Having created the dataset, the researchers next went about analyzing it. Immediately, the team observed a spike in the number of outbreaks occurring around the world.

Pathogens from Animals

Between 1980 and 1985, for instance, well under 1,000 epidemics occurred, but between 2005 and 2010, the number of instances surged to nearly 3,000. Within the same timeframes, the number of unique diseases causing the trouble climbed from less than 140 to about 160. Analysis of the origins of disease also revealed that 65 percent of new diseases recorded in the dataset came from animals, and since 1980, these zoonotic diseases caused more than half (56 percent) of all the outbreaks.

"We live in a world where human populations are increasingly interconnected with one another and with animals — both wildlife and livestock — that host novel pathogens," said Dr. Katherine Smith, assistant professor of biology and co-author of the study. "These connections create opportunities for pathogens to switch hosts, cross borders, and evolve new strains that are stronger than what we have seen in the past."

Naturally, working on computers themselves, the team of colleagues speculated better information sharing and better reporting of outbreaks might account for the steep rise in infectious disease incidents. Looking again at the data, this time they included data on each country's GDP, press freedom, population size, population density, and even Internet use. Even after factoring out these possible confounders — as well as latitude, since more infectious diseases occur in lower latitudes — the number of outbreaks and unique causes rose precipitously over 33 years.

The team of intrepid researchers did not stop there. Instead, they compiled top 10 lists of diseases for each decade.

Changing Disease-scape

In the decade ended 2010, salmonella topped the list of zoonotic illnesses followed by e. coli, influenza A, hepatitis A, anthrax, dengue fever, shigellosis, tuberculosis, chikingunya, and trichinosis.
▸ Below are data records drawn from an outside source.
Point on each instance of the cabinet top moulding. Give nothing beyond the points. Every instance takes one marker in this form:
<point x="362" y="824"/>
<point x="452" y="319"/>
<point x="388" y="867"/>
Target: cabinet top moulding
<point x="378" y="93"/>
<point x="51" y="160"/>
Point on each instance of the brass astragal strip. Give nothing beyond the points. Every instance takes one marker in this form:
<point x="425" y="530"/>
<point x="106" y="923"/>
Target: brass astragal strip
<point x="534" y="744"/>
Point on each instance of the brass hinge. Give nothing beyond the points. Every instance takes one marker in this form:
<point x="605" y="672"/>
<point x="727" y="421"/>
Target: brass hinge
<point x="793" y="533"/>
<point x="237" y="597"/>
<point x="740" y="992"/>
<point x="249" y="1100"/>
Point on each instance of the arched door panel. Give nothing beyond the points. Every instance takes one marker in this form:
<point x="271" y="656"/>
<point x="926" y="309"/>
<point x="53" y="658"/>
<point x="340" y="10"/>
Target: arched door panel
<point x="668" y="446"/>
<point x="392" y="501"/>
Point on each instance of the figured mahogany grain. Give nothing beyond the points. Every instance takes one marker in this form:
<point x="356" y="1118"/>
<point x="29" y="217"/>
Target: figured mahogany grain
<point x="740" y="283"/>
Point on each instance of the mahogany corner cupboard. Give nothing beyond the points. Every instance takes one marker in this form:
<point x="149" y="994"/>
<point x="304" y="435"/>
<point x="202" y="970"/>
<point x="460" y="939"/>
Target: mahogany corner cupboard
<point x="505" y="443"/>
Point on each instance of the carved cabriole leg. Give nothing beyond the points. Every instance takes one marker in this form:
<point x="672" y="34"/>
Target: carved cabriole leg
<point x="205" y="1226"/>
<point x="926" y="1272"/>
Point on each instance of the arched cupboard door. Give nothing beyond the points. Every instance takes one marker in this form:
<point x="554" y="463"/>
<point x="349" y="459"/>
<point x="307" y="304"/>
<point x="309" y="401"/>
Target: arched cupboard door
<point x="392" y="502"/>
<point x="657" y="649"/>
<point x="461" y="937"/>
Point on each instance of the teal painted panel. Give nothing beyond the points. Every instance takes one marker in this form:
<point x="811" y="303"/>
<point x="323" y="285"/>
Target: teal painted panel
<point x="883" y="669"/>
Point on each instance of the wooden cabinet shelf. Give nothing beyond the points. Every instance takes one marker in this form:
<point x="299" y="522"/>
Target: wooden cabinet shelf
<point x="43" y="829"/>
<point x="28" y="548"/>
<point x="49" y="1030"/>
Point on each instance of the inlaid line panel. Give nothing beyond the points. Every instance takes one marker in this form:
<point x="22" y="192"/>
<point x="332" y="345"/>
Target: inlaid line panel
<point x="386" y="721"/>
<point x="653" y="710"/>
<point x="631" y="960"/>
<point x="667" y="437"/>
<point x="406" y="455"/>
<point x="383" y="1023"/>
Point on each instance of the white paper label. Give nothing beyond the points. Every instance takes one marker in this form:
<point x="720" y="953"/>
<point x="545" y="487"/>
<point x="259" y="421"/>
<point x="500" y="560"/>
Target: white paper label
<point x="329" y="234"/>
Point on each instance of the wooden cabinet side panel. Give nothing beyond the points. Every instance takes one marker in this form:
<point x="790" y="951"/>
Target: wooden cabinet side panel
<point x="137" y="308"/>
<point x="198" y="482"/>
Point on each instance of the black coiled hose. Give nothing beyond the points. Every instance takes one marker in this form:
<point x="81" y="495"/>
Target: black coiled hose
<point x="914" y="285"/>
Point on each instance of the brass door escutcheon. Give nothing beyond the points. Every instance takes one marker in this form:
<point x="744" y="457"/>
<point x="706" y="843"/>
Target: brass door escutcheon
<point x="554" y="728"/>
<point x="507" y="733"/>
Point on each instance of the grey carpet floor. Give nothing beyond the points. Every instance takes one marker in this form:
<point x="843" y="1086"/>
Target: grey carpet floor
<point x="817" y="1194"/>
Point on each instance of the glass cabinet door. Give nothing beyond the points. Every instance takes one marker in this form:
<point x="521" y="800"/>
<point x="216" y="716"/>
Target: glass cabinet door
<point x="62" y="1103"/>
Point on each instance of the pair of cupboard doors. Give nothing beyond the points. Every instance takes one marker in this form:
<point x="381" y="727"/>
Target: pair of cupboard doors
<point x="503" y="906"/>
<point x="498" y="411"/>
The researchers noted that chikingunya, a mosquito-borne virus common to the Caribbean and Central America, appeared on the list as a newcomer. For human-specific infections during this same time period, gastroenteritis led the list, trailed by cholera, measles, enterovirus, bacterial meningitis, legionellosis, typhoid, and enteric fever, rotavirus, mumps, and pertussis. Meanwhile, adenoviruses and rubella fell from grace.

“A warmer world, a world with altered landscapes, and a more urban world will undoubtedly have a new disease-scape to consider,” Smith said, promising to continue the research and track how global patterns of disease shift as land use changes.